In the absence of a cure, increasing one’s physical activity appears to be a promising strategy for combating dementia. In fact, a new study shows that 10-to-20 minutes of moderate-to-vigorous exercise each day may be the minimum required to boost key brain functions.
The researchers aimed to find the precise exercise dosage needed to improve cognitive health in older adults. Many seniors simply cannot achieve the amount recommended by the U.S. Department of Health and Human Services, said lead author Nicole Spartano, Ph.D., of the Boston University School of Medicine.
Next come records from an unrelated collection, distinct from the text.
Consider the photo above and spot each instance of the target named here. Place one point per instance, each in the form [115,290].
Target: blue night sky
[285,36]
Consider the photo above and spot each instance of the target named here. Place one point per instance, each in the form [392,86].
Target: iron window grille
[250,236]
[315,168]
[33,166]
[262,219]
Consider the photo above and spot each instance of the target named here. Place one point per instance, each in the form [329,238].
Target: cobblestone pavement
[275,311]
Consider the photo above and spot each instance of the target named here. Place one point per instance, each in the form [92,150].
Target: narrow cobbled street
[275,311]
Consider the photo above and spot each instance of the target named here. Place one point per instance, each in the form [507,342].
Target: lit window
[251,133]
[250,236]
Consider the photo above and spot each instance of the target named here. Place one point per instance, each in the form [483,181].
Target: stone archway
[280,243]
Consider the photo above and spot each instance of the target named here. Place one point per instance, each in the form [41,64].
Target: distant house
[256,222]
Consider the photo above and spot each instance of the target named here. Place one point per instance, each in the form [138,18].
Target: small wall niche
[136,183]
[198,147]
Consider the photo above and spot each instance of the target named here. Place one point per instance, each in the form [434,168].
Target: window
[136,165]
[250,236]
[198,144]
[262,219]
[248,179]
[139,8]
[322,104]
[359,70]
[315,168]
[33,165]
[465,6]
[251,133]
Spartano and colleagues analyzed physical activity data from the Framingham Heart Study. They found that incrementally higher doses of physical activity, at levels lower than U.S. guidelines, were related to better executive function in middle-aged and older adults. Likewise, just 10 minutes of moderate activity per day was linked to better verbal memory. In addition, incrementally increasing steps to more than 5,000 per day was tied to better executive function.
The research builds on the team’s previous findings, released in April. In that study, each additional hour spent in light-intensity physical activity was found to equal about 1.1 years less brain aging.
“We have really only just begun to uncover the relationship between physical activity and brain health,” said Spartano at the time.
The study was published in Alzheimer’s & Dementia: Translational Research & Clinical Interventions.